Gruwell uses this case study to look at how traditionally white craftivists (crafting activists) appropriated words traditionally associated with graffiti which simultaneously legitimizes themselves as yarn bombing was a very popular protest, while at the same time undermining their own agenda by relying on appropriated terms that perpetuate discrimination and exclude others. Gruwell argues that craftivism will continue in this cycle unless it can examine the privilege it has as a predominantly white, feminist practice. More broadly tying this back to assemblages and citation ethics, craftivist need to face up to their unethical citation practices that don’t acknowledge the influence of material assemblages around their craft.

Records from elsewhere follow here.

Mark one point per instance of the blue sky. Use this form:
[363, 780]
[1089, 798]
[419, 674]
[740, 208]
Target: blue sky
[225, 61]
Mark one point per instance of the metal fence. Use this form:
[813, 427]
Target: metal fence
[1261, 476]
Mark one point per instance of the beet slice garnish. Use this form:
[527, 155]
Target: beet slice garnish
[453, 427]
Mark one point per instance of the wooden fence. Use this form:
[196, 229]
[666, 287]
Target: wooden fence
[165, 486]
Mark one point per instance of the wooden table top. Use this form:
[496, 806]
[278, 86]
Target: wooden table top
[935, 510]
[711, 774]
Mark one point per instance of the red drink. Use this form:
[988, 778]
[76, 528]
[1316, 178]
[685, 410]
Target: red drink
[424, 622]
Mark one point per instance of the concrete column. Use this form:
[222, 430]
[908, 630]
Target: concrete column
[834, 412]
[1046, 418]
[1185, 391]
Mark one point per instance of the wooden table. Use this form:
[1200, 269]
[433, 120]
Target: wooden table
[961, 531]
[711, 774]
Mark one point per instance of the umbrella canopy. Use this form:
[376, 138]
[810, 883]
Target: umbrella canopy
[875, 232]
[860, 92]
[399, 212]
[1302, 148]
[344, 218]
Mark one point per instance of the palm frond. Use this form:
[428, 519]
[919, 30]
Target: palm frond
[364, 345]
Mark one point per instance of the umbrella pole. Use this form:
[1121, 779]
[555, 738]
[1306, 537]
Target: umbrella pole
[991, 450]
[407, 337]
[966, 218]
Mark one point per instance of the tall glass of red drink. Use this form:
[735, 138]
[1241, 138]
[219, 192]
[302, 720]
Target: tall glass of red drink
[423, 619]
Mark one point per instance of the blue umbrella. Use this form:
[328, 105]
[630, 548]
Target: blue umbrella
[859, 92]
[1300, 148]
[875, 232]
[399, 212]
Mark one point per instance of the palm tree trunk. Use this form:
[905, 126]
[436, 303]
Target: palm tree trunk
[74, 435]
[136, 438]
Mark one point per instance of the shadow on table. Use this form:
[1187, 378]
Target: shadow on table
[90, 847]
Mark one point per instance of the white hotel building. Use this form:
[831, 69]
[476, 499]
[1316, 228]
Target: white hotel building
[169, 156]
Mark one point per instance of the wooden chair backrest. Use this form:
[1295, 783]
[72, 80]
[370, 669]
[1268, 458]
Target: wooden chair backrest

Chapter Four, “Manifesting material relationships online through Ravelry” helps situate material influences on the digital by looking at the online crochet/knit pattern and project sharing cite: Ravelry. On Ravelry, users can look up projects that other people have made, look at yarn suggestions, and document their own works in process. Nearly everything refers to a material existence, even the needle sizes listed on a pattern refer to a needle that physically exists, even the pattern itself refers to a material object that has been made with it. Gruwell uses this clear connection to the material show how Ravely makes the materiality of rhetoric visible in a digital space. She uses this case to show: “online activity and “real life” experiences are not mutually exclusive; they complement and enrich one another” (p. 93). Gruwell says that Ravely does a good job of highlighting the material intra-actions in an online space, and should serve as an example of ethical and political rhetoric necessary for NMR.
The last example she gave of the connection between rhetoric and craft was in Chapter Five “The women’s march, digital-material assemblages, and embodies difference” when she addressed the pussy hat pattern made for the 2017 women’s march. This example allowed Gruwell to highlight the political nature of the craft as a response to Trump’s “grab ‘em by the pussy” comments. Women used the feminine nature of craft to embrace their own femininity while reclaiming the word “pussy.” Once again, materials intra-acted together as an individual downloaded a pattern, worked with their own yarn, and placed the hat within a rhetorical community by wearing it with other women in a larger political movement. Gruwell helpfully points out how by combining NMR and craft theory, it allows her to pick apart the material intra-actions of the pussy hats in order to see their political and rhetorical influence. She concluded that they left something to be desired because the pink pussy hats reinforced a white woman’s suffrage based in traditionally white craft and coloring, and did not address the fact that not all women have pussies.